Ma honte en tant que Français, ensuite. Grâce à tes informations précieuses sur les exactions commises par Bachar al-Assad et l’État islamique contre ton peuple, tu as contribué à la lutte contre le terrorisme en Europe. Ton nom a même été cité durant le procès des attentats du 13 novembre 2015 à Paris. Ce travail te vaut aujourd’hui de vivre reclus, caché, sous la menace permanente.

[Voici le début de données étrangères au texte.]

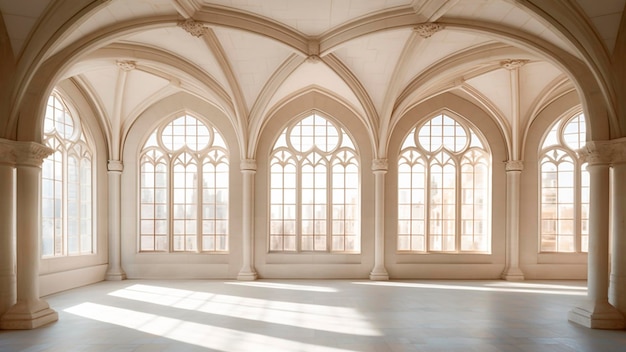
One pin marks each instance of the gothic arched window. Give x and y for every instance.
(67, 184)
(314, 189)
(444, 189)
(184, 189)
(564, 184)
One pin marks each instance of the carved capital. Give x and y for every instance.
(604, 152)
(313, 59)
(248, 165)
(514, 165)
(427, 29)
(126, 65)
(192, 27)
(115, 166)
(379, 165)
(513, 64)
(7, 156)
(31, 153)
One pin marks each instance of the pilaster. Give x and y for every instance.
(379, 168)
(617, 279)
(29, 311)
(7, 227)
(596, 312)
(115, 272)
(247, 272)
(512, 272)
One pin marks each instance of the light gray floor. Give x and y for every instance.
(316, 315)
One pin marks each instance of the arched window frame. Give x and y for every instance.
(333, 176)
(202, 195)
(559, 147)
(68, 183)
(418, 231)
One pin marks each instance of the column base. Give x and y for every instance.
(247, 276)
(115, 276)
(617, 293)
(597, 315)
(379, 275)
(513, 274)
(24, 316)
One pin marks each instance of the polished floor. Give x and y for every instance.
(316, 315)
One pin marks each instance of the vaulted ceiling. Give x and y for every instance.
(379, 57)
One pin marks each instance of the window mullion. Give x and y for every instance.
(64, 250)
(329, 208)
(457, 204)
(427, 205)
(577, 206)
(199, 200)
(170, 205)
(298, 206)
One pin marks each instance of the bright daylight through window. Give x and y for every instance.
(314, 189)
(564, 189)
(444, 189)
(66, 185)
(184, 188)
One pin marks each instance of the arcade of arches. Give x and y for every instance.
(379, 139)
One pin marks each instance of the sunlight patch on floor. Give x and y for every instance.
(513, 287)
(341, 320)
(282, 286)
(213, 337)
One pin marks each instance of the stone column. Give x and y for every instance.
(29, 311)
(596, 312)
(247, 272)
(115, 270)
(7, 227)
(379, 167)
(512, 271)
(617, 284)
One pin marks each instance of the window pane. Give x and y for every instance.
(433, 213)
(66, 206)
(190, 209)
(314, 183)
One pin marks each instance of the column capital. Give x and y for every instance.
(513, 64)
(604, 152)
(379, 165)
(427, 29)
(115, 166)
(248, 165)
(192, 27)
(514, 165)
(7, 156)
(31, 153)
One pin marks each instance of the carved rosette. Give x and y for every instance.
(31, 153)
(126, 65)
(7, 156)
(604, 152)
(514, 165)
(248, 165)
(379, 165)
(192, 27)
(115, 166)
(513, 64)
(426, 30)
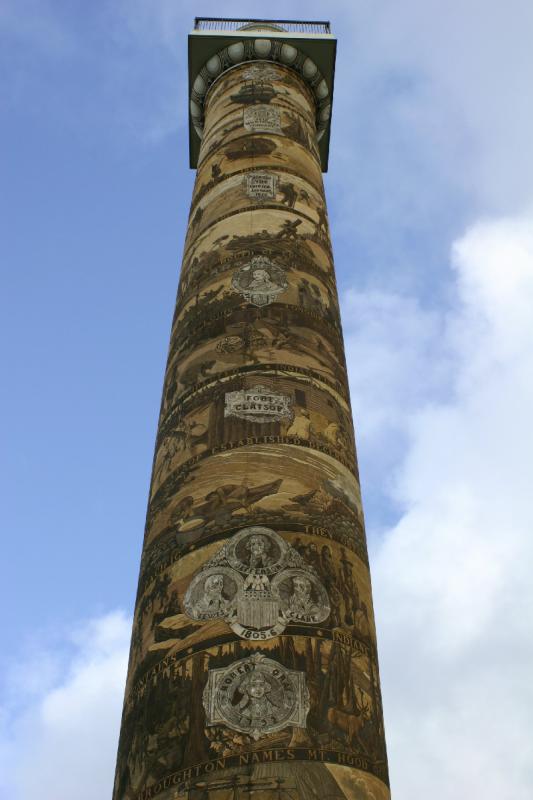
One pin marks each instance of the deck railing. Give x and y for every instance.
(289, 25)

Mais plutôt que de reconnaitre ta contribution à la guerre contre le terrorisme, la France a pour l’instant choisi d’ignorer tes appels à l’aide. À ta demande de visas humanitaires pour toi, ta femme et tes deux enfants, tu n’as reçu de notre ambassade à Ankara qu’un mail générique de refus, sans aucune explication. La « patrie des droits de l’Homme » vous abandonne à votre sort. Si même toi, qui as prouvé ton courage et ton adhésion aux valeurs de notre république, n’es pas digne de recevoir notre protection, qui peut encore prétendre au droit d’asile en France ? Traqué par Daesh, menacé par la dictature sanguinaire de Bachar al-Assad, défenseur du droit à une information libre et vérifiée, source de nos services de renseignements … Quelle case n’as-tu pas cochée pour que la France refuse de t’accueillir ?

Ma honte en tant qu’ami, enfin. Nous avons presque le même âge. Je t’avais promis que nous passerions le réveillon du Nouvel An ensemble à Paris, autour d’une bonne bouteille de champagne. Il semble que nous devions patienter encore un peu. Mais je garde toujours l’espoir de pouvoir tenir cette promesse.

Je sais que tes enfants avaient commencé à étudier le français. Ils pensaient reprendre enfin leur scolarité, après des années privés d’éducation ; un établissement de la région parisienne était même déjà prêt à les accueillir. Sèche leurs larmes et encourage-les à continuer d’apprendre notre langue. Dis-leur que sur le fronton de cette école, ils pourront bientôt lire notre devise : « Liberté, Égalité, Fraternité ». Des principes que les autorités françaises déshonorent en refusant de vous protéger, mais que nous, citoyens, continuerons de défendre jusqu’à ce que vous viviez en sécurité.